Biography[edit | edit source]

Johnston was born in Macon, Georgia, and taught composition and theory at the University of Illinois at Urbana-Champaign from 1951 to 1986, before retiring to North Carolina. While there,[where?] he was in contact with avant-garde figures such as John Cage, La Monte Young, and Iannis Xenakis (Gann 1995). Johnston's students have included Stuart Saunders Smith, Neely Bruce, Thomas Albert, Michael Pisaro, Manfred Stahnke, and Kyle Gann. He also considers his practice of just intonation to have influenced other composers, including James Tenney and Larry Polansky (Bermel 1995)

Johnston began as a traditional composer of art music before working with Harry Partch. He helped the senior musician to build instruments and use them in the performance and recording of new compositions. Partch then arranged for Johnston to study with Darius Milhaud at Mills College (Duckworth 1995, 122). In 1952, Johnston met Cage, who invited him to come to New York to study with him in the summer. Though Johnston decided he did not have sufficient time to prepare for such studies, he did go to New York for several weeks and assisted, along with Earle Brown, in the production of Cage's eight-track tape composition, Williams Mix (Von Gunden 1986, 22).

Later, in 1957 and 1959, he studied with Cage (Von Gunden 1986, 22), who encouraged him to follow his desires and use traditional instruments rather than electronics or newly built instruments (Bush 1997). Unskilled in carpentry and finding electronics unreliable, Johnston struggled with how to integrate microtonality and conventional instruments for ten years. He also struggled with how to integrate microtones into his compositional language through a slow process of many stages (Gann 1995). However, since 1960 Johnston has almost exclusively used a system of microtonal notation based on the rational intervals of just intonation, what Gann describes as a "lifelong allegiance" to "microtonality" (Gann 1995, 1). Johnston also studied with Burrill Phillips and Robert Palmer (Tyranny 2011; Von Gunden 1986, 23).

Johnston composed music for multiple productions by the E.T.C. Company of La MaMa, Wilford Leach and John Braswell's company-in-residence at La MaMa Experimental Theatre Club in the East Village of Manhattan. His most significant work was Carmilla, which the company performed as part of their repertory throughout the 1970s (La MaMa 2015a). He also composed music for the company's production of Gertrude, a musical about the life of Gertrude Stein (La MaMa 2015b).

His other works include the orchestral work Quintet for Groups (commissioned by the St. Louis Symphony Orchestra), Sonnets of Desolation (commissioned by the Swingle Singers), the Sonata for Microtonal Piano (1964), and the Suite for Microtonal Piano (1977). Johnston has completed ten string quartets.
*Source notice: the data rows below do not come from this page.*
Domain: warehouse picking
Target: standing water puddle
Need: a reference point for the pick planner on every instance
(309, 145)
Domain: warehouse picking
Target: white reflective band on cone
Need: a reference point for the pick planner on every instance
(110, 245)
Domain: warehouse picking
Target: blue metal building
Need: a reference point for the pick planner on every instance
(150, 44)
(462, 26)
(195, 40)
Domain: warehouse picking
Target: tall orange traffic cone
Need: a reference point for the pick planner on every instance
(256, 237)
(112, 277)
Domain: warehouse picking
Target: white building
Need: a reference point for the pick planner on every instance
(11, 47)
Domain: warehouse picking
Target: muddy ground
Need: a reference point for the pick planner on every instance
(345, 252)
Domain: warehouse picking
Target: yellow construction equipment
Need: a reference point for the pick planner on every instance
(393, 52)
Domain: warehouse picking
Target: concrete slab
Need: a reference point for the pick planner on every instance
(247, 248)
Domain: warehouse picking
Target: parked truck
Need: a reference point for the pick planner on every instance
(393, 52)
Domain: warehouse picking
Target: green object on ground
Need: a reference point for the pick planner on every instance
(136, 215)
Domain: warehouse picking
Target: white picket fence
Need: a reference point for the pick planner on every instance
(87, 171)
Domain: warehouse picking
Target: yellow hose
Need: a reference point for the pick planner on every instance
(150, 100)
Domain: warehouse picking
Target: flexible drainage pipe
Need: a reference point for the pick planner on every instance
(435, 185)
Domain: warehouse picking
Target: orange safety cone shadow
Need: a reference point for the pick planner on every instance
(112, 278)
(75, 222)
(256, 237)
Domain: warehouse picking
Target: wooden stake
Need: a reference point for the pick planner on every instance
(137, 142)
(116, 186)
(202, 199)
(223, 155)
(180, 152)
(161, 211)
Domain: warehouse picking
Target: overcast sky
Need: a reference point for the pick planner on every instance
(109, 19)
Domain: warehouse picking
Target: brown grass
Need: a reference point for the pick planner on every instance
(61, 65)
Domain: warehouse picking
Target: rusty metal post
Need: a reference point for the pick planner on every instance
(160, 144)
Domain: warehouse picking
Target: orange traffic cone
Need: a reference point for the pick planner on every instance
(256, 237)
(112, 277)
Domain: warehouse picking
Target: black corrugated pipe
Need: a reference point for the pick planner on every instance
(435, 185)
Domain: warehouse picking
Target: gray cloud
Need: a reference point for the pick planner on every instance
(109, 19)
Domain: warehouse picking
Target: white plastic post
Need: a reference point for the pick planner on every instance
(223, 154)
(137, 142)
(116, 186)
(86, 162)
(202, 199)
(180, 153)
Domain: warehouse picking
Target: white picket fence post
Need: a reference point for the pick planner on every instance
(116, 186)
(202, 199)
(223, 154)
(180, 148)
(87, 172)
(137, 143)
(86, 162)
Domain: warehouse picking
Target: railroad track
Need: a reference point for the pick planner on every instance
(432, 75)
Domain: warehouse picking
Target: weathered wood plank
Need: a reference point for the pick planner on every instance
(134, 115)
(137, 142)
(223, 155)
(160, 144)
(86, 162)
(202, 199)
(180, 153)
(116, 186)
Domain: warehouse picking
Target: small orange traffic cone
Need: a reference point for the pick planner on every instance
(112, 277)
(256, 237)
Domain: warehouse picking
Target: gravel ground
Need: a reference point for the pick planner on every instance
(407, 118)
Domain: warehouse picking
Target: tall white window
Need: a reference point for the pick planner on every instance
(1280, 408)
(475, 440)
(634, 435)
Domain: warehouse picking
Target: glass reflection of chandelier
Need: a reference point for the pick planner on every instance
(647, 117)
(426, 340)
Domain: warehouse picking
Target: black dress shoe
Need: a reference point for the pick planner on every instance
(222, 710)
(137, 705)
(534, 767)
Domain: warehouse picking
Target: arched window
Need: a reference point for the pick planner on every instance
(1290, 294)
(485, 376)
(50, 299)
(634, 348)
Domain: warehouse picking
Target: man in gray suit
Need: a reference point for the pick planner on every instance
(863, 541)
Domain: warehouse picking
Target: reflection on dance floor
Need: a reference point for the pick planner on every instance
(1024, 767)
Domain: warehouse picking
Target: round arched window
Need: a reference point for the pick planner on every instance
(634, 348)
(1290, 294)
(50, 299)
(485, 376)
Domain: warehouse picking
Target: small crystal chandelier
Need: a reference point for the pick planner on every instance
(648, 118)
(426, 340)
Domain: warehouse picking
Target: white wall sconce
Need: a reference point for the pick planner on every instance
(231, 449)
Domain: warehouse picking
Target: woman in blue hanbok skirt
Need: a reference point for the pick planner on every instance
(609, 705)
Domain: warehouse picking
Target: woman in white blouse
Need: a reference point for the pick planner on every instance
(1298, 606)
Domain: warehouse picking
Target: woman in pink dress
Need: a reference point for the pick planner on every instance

The Kepler Quartet has recorded all ten of his string quartets for New World Records, finishing in April 2016 just after the composer's 90th birthday (New World Records n.d.).

Johnson has said:

Tempered tuning is not the acoustically simplest kind. In just tuning, any interval is tuned so as to eliminate 'beating' (the result of vibrations interfering with each other). Just intonation is the easiest to achieve by ear. In this kind of tuning, all intervals have vibration rates related by small whole-number ratios. The larger the integers of the ratio, the greater the dissonance. (Johnston 2006a, 42).

He has received many honors, including a Guggenheim Fellowship in 1959, a grant from the National Council on the Arts and the Humanities in 1966, two commissions from the Smithsonian Institution, and the Deems Taylor Award. In 2007, the American Academy of Arts and Letters honored Johnston for his lifetime of work. His Quintet for Groups won the SWR Sinfonieorchester prize at the 2008 Donaueschinger Musiktage (Lamparter 2008).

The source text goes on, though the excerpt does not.